There is nothing more obvious that this last decade being a Mirage Decade. This is clearly seen in looking at the homeownership rate in the epic bubble state of California:
From 1984 to 1999, the homeownership rate in California never cracked the 56% mark. At the peak in 2006 we hit 60.2 percent. Now, we are back to 58.3 percent which puts us back to 2001 levels. And with the 135,000 Notice of Defaults hitting in Q1 of 2009, we are definitely heading back to 1990s levels. So we have lost a decade already in terms of homeownership. There is no stopping this trend in the near term especially with the rise of prime mortgages going bad.
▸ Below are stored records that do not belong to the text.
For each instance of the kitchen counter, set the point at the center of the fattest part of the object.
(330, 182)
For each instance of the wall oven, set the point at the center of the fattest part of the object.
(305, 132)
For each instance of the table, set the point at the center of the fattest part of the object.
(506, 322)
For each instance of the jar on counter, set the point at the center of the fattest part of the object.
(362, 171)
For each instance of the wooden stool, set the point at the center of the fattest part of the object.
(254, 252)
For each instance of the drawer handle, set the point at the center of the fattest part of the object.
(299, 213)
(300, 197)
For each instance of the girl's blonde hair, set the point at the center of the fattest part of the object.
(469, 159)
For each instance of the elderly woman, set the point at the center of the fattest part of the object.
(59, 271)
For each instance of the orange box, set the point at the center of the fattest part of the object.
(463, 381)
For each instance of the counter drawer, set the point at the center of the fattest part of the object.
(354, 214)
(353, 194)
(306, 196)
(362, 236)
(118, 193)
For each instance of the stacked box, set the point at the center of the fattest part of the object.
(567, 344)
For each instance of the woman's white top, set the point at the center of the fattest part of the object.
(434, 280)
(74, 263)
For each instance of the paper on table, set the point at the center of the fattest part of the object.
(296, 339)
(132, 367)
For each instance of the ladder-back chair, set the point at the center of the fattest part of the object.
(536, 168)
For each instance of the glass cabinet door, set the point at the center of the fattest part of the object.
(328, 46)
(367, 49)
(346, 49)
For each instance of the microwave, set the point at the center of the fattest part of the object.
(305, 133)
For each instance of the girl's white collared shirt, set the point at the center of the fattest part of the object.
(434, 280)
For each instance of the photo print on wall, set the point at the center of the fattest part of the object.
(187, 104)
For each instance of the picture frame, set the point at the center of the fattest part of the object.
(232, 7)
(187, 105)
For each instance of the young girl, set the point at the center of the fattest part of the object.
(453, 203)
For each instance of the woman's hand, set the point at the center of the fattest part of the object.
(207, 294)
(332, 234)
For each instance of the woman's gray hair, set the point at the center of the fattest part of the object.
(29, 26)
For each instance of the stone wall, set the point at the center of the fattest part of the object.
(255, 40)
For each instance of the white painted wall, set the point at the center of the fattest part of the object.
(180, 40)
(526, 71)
Since we are in the eye of the hurricane and markets abhor a vacuum, many people have a necessity to rush out and buy something. That is why you are seeing some strong activity in home sales. But keep in mind that many of these home sales are distressed with 50+ percent in Southern California being foreclosure resales. I would estimate that a large portion of these buyers are from the prudent class that are simply throwing up their arms in the air and saying, “up, down, up, screw it! I want to own a place for my family so I’m diving in.” I have no problem with that. People can do what they want with their money. But you are not buying at the bottom. You are simply buying because prices have dropped at an astonishing rate. Yet we need to remember that prices shot up for 10 stinking years! We are in year 2 of prices falling. Do you really think this is the bottom? Unemployment is at 11% in the state. Maybe at the lower end is bottoming but I doubt someone with a $100,000 sitting in the bank wants to buy some of those lower end bargains.